In [19]:
import torch
import torch.nn.functional as F
from torch import nn
import pandas as pd
import matplotlib.pyplot as plt # for making figures
%matplotlib inline
%config InlineBackend.figure_format = 'retina'
from pprint import pprint

In [20]:
torch.__version__

'2.0.0+cu118'

In [21]:
device = torch.device("cuda" if torch.cuda.is_available() else "cpu")

In [22]:
device

device(type='cuda')

In [23]:
random_seed = 3

In [24]:
embedding_values = [5,10]
context_length_values = [5,7]

In [25]:
data = open('shakespeare2.txt', 'r').read()
data[:100]

'First Citizen:\nBefore we proceed any further, hear me speak.\n\nAll:\nSpeak, speak.\n\nFirst Citizen:\nYou'

In [26]:
data[:10]

'First Citi'

In [27]:
unique_chars = list(set(''.join(data)))
unique_chars.sort()
to_string = {i:ch for i, ch in enumerate(unique_chars)}
to_int = {ch:i for i, ch in enumerate(unique_chars)}
to_string, to_int

({0: '\n',
  1: ' ',
  2: '!',
  3: '$',
  4: '&',
  5: "'",
  6: ',',
  7: '-',
  8: '.',
  9: '3',
  10: ':',
  11: ';',
  12: '?',
  13: 'A',
  14: 'B',
  15: 'C',
  16: 'D',
  17: 'E',
  18: 'F',
  19: 'G',
  20: 'H',
  21: 'I',
  22: 'J',
  23: 'K',
  24: 'L',
  25: 'M',
  26: 'N',
  27: 'O',
  28: 'P',
  29: 'Q',
  30: 'R',
  31: 'S',
  32: 'T',
  33: 'U',
  34: 'V',
  35: 'W',
  36: 'X',
  37: 'Y',
  38: 'Z',
  39: 'a',
  40: 'b',
  41: 'c',
  42: 'd',
  43: 'e',
  44: 'f',
  45: 'g',
  46: 'h',
  47: 'i',
  48: 'j',
  49: 'k',
  50: 'l',
  51: 'm',
  52: 'n',
  53: 'o',
  54: 'p',
  55: 'q',
  56: 'r',
  57: 's',
  58: 't',
  59: 'u',
  60: 'v',
  61: 'w',
  62: 'x',
  63: 'y',
  64: 'z'},
 {'\n': 0,
  ' ': 1,
  '!': 2,
  '$': 3,
  '&': 4,
  "'": 5,
  ',': 6,
  '-': 7,
  '.': 8,
  '3': 9,
  ':': 10,
  ';': 11,
  '?': 12,
  'A': 13,
  'B': 14,
  'C': 15,
  'D': 16,
  'E': 17,
  'F': 18,
  'G': 19,
  'H': 20,
  'I': 21,
  'J': 22,
  'K': 23,
  'L': 24,
  'M': 25,
  'N': 26,
  'O'

In [28]:
def get_tensors(block_size):
    X, Y = [], []
    for i in range(0, len(data)-block_size, 1):
        X.append([to_int[ch] for ch in data[i:i+block_size]])
        Y.append(to_int[data[i+block_size]])
    X = torch.tensor(X)
    Y = torch.tensor(Y)
    return X,Y


In [29]:
tensors_dict = {}
for context_length in context_length_values:
    tensors_dict[context_length] = get_tensors(context_length)
    print(context_length, tensors_dict[context_length][0].shape, tensors_dict[context_length][1].shape)

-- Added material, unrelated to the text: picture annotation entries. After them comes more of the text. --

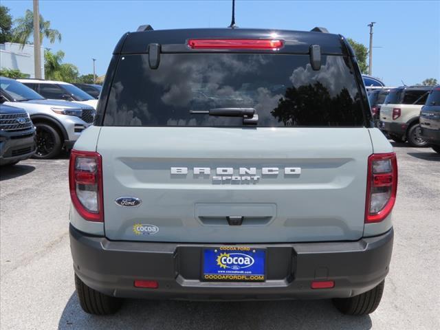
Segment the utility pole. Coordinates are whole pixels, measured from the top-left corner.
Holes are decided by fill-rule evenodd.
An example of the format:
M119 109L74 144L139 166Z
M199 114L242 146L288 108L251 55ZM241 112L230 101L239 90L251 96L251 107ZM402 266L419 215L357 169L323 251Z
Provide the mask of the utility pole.
M40 12L38 0L34 0L34 72L41 79L41 43L40 41Z
M368 76L373 75L373 25L374 25L376 22L371 22L366 26L370 27L370 49L369 49L369 54L368 54Z
M94 60L94 84L96 83L96 74L95 73L95 61L96 60L96 58L92 58L92 60Z

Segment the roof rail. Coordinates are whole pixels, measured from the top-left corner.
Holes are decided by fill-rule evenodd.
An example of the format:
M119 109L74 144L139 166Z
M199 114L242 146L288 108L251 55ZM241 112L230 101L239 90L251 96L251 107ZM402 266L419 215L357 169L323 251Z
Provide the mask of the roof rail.
M310 30L311 32L322 32L322 33L329 33L329 30L325 28L320 28L318 26L316 26L313 29Z
M144 25L140 25L139 28L138 28L138 30L136 30L136 32L143 32L144 31L153 31L153 30L154 29L151 25L146 24Z

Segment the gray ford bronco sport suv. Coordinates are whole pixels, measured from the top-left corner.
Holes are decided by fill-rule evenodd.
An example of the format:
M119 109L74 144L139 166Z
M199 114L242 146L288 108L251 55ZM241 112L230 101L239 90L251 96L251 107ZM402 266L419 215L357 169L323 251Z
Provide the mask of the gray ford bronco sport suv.
M70 158L81 307L333 298L342 313L371 313L397 182L342 36L126 33Z

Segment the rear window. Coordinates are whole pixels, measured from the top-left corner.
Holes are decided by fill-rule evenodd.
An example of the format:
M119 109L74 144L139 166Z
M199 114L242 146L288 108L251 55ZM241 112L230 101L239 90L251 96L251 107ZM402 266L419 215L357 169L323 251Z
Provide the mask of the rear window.
M424 89L392 89L385 99L385 104L424 104L428 94Z
M430 92L426 104L440 106L440 87L434 88Z
M388 94L388 91L382 91L379 93L377 96L377 100L376 100L376 103L378 104L382 104L385 102L385 98L386 98L386 96Z
M120 58L104 117L107 126L241 126L243 120L192 111L254 108L258 126L366 126L346 60L308 55L162 54Z
M379 96L379 91L372 91L368 95L368 101L370 102L370 105L375 105L376 104L376 100L377 100L377 97Z

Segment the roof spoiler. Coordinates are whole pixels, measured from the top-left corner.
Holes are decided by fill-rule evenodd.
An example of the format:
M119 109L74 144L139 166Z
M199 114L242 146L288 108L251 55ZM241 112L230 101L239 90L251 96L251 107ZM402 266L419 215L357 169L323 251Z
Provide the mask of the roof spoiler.
M329 30L325 28L320 28L316 26L310 30L311 32L329 33Z
M144 25L140 25L136 30L137 32L143 32L144 31L153 31L154 29L149 24L146 24Z

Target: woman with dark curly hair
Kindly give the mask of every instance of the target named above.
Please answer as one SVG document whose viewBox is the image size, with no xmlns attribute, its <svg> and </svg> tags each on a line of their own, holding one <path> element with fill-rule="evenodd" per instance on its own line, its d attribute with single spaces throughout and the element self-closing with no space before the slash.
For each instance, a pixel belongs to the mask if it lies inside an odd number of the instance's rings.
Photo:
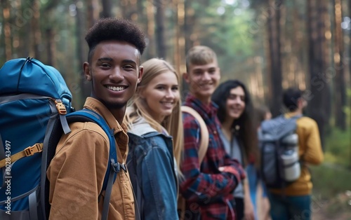
<svg viewBox="0 0 351 220">
<path fill-rule="evenodd" d="M 245 85 L 237 80 L 227 81 L 217 88 L 211 99 L 218 105 L 217 116 L 222 125 L 220 137 L 227 152 L 244 167 L 257 162 L 254 109 Z M 247 179 L 233 193 L 237 219 L 254 219 Z"/>
</svg>

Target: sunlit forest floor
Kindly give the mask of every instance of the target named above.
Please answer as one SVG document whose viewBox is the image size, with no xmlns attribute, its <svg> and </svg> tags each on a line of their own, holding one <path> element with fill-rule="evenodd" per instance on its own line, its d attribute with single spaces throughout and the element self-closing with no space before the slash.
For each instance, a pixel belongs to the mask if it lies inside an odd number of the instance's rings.
<svg viewBox="0 0 351 220">
<path fill-rule="evenodd" d="M 351 129 L 333 129 L 325 146 L 323 164 L 310 167 L 312 220 L 351 220 Z"/>
</svg>

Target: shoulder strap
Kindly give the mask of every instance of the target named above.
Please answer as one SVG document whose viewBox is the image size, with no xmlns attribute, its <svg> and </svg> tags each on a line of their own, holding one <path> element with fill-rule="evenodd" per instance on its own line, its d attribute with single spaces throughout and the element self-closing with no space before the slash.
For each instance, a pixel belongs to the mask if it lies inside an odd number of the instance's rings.
<svg viewBox="0 0 351 220">
<path fill-rule="evenodd" d="M 202 117 L 199 114 L 197 111 L 194 110 L 194 109 L 187 106 L 182 106 L 181 109 L 183 112 L 186 112 L 195 118 L 195 119 L 199 122 L 200 125 L 200 132 L 201 132 L 201 141 L 200 141 L 200 148 L 199 149 L 199 165 L 201 165 L 204 158 L 205 157 L 206 152 L 207 152 L 207 148 L 208 147 L 208 130 L 207 130 L 207 126 L 206 125 L 205 121 Z"/>
<path fill-rule="evenodd" d="M 107 165 L 107 170 L 105 174 L 102 189 L 99 195 L 100 200 L 101 193 L 104 190 L 105 191 L 102 219 L 107 219 L 112 185 L 116 180 L 117 173 L 119 172 L 120 169 L 122 168 L 126 170 L 124 165 L 121 165 L 117 162 L 113 130 L 110 128 L 105 119 L 100 115 L 89 109 L 77 111 L 67 115 L 67 118 L 69 123 L 73 122 L 94 122 L 99 125 L 107 135 L 110 142 L 109 165 Z"/>
</svg>

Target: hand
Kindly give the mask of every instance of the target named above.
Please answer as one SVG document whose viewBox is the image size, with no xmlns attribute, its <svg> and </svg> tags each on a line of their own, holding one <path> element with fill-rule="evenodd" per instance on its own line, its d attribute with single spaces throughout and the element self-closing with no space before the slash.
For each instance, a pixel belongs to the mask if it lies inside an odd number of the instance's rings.
<svg viewBox="0 0 351 220">
<path fill-rule="evenodd" d="M 218 170 L 234 174 L 236 177 L 240 178 L 240 179 L 238 179 L 239 181 L 244 179 L 246 176 L 245 170 L 241 167 L 241 166 L 239 166 L 237 168 L 232 166 L 223 166 L 218 167 Z"/>
<path fill-rule="evenodd" d="M 251 201 L 245 202 L 244 207 L 244 219 L 255 220 L 255 211 L 253 210 L 253 205 Z"/>
</svg>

5 torch.Size([1115389, 5]) torch.Size([1115389])
7 torch.Size([1115387, 7]) torch.Size([1115387])


In [30]:
embedding_dict = {}
for embedding in embedding_values:
    embedding_dict[embedding] = nn.Embedding(len(to_string), embedding)
    print(embedding, embedding_dict[embedding].weight.shape)

5 torch.Size([65, 5])
10 torch.Size([65, 10])


In [31]:
class NextChar(nn.Module):
  def __init__(self, block_size, vocab_size, emb_dim, hidden_dims):
    super().__init__()
    self.emb = nn.Embedding(vocab_size, emb_dim)
    self.lin1 = nn.Linear(block_size * emb_dim, hidden_dims[0])
    self.lin2 = nn.Linear(hidden_dims[0], hidden_dims[1])
    self.lin3 = nn.Linear(hidden_dims[1], vocab_size)

  def forward(self, x):
    x = self.emb(x)
    x = x.view(x.shape[0], -1)
    x = torch.sin(self.lin1(x))
    x = torch.sin(self.lin2(x))
    x = self.lin3(x)
    return x

In [32]:
model_dict = {}
for context_length in context_length_values:
    for embedding in embedding_values:
        model_dict[(context_length, embedding)] = NextChar(context_length, len(to_string), embedding, [64, 64])
        model_dict[(context_length, embedding)].to(device)
        # print(context_length, embedding, model_dict[(context_length, embedding)])

In [33]:
# Generate names from untrained model
g = torch.Generator()
g.manual_seed(random_seed)
torch.manual_seed(random_seed)
def generate_name(model,sentence, itos, stoi, block_size, max_len=10):
    original_sentence = sentence
    if len(sentence) < block_size:
        sentence = " " * (block_size - len(sentence)) + sentence
    using_for_predicction = sentence[-block_size:].lower()
    context = [stoi[word] for word in using_for_predicction]
    prediction = ""
    for i in range(max_len):
        x = torch.tensor(context).view(1, -1).to(device)
        y_pred = model(x)
        ix = torch.distributions.categorical.Categorical(logits=y_pred).sample().item()
        ch = itos[ix]
        prediction += ch
        context = context[1:] + [ix]

    return original_sentence + prediction


In [34]:
# Train the model

for context_length in context_length_values:
    for embedding in embedding_values:
        model = model_dict[(context_length, embedding)]
        X, Y = tensors_dict[context_length]
        loss_fn = nn.CrossEntropyLoss()
        opt = torch.optim.AdamW(model.parameters(), lr=0.01)
        import time
        # Mini-batch training
        batch_size = 4096
        print_every = 100
        elapsed_time = []
        for epoch in range(200):
            start_time = time.time()
            for i in range(0, X.shape[0], batch_size):
                x = X[i:i+batch_size].to(device)
                y = Y[i:i+batch_size].to(device)
                y_pred = model(x)
                loss = loss_fn(y_pred, y)
                loss.backward()
                opt.step()
                opt.zero_grad()
            end_time = time.time()
            elapsed_time.append(end_time - start_time)
            if epoch % print_every == 0:
                print(f"context_length = {context_length}, dimension = {embedding},epoch = {epoch}, loss = {loss.item()}")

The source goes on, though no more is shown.